Pituitary Apoplexy
Pituitary apoplexy denotes the presence of hemorrhagic necrosis of the pituitary, which generally occurs within a pituitary macroadenoma. In some cases, hemorrhage may occur within a cystic lesion (including Rathke’s cleft cyst). Rarely, pituitary apoplexy may occur as a result of hemorrhage within the pituitary gland in the absence of an adenoma or cyst. Pituitary apoplexy is a rare condition. In contrast, asymptomatic hemorrhage within a pituitary adenoma is not uncommon (occurring in approximately 15% of patients with pituitary adenomas).
Patients with
pituitary apoplexy present with severe headache of acute onset, which is
typically considered as the worst headache ever experienced. Nausea and
vomiting are very common. The rapid expansion of intrasellar contents
frequently leads to compression of the optic chiasm, causing visual field
defects. Lateral expansion resulting in compression of the nerves coursing
through the cavernous sinuses (including the third, fourth, fifth, and sixth
cranial nerves), fre- quently leads to diplopia, ptosis, facial pain, or
numbness. Increased intracranial pressure may occur, leading to impairment
in the level of consciousness. Interference with hypothalamic function may lead
to manifestations of sympathetic nervous system dysfunction, including
arrhythmias or disordered breathing.
In addition,
some of the blood may enter the subarachnoid space, leading to meningeal
irritation. Fever and neck stiffness may thus occur. Analysis of the
cerebrospinal fluid may reveal the presence of red cells and increased protein
content. It is therefore apparent that pituitary apoplexy should be considered
in the differential diagnosis of patients with suspected subarachnoid
hemorrhage or meningitis.
Life-threatening
pituitary failure may occur as a result of central hypoadrenalism (adrenal crisis).

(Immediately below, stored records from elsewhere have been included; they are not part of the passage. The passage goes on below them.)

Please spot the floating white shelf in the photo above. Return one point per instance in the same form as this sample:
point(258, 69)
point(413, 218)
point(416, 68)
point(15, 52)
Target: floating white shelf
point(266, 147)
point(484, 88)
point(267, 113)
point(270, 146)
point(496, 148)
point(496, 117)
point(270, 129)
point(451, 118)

Anterior hypopituitarism has been reported in up to 90% of patients with
pituitary apoplexy. In contrast, central diabetes insipidus is uncommon.
Pituitary
apoplexy is often spontaneous and often occurs at presentation of a pituitary
adenoma. Identified risk factors for the development of pituitary apoplexy
include trauma, anticoagulant use (including heparin or warfarin), coagulation
disorders, and administration of dopamine agonists (including bromocriptine or
cabergoline) or hypothalamic-releasing hormones.
Magnetic
resonance imaging typically reveals a focus of hyperintensity (on noncontrast
T1-weighted images) within a sellar mass. A fluid-fluid level may also be
evident. Impingement on the optic chiasm or the cavernous sinuses is frequently
present. Laboratory testing usually reveals evidence of hypopituitarism.
Pituitary
apoplexy is a medical and neurosurgical emergency. These patients should be
hospitalized and receive at minimum a stress dose glucocorticoid coverage to
prevent the development of adrenal crisis. Of note, pharmacologic doses of
glucocorticoids are often administered to minimize acute pressure effects from
the hemorrhagic sellar mass on neighboring structures. Patients with impaired
level of consciousness or other evidence of increased intracranial pressure,
visual field defects, diplopia, or ptosis should be considered for early
(within 1 week) neurosurgical decompression, generally performed via the
trans-sphenoidal route. Early pituitary surgery is associated with more complete
recovery of visual field deficits than observation.
In contrast, patients who maintain a normal level of consciousness and show no evidence of increased intracranial pressure, visual field defects, or ophthalmoplegia may be observed. These patients may be considered for pituitary surgery if the sellar mass fails to regress considerably after the hemorrhage is reabsorbed. Pituitary function needs to be monitored and hormone replacement therapies advised as required. Hypopituitarism is often per anent, regardless of whether surgery is performed.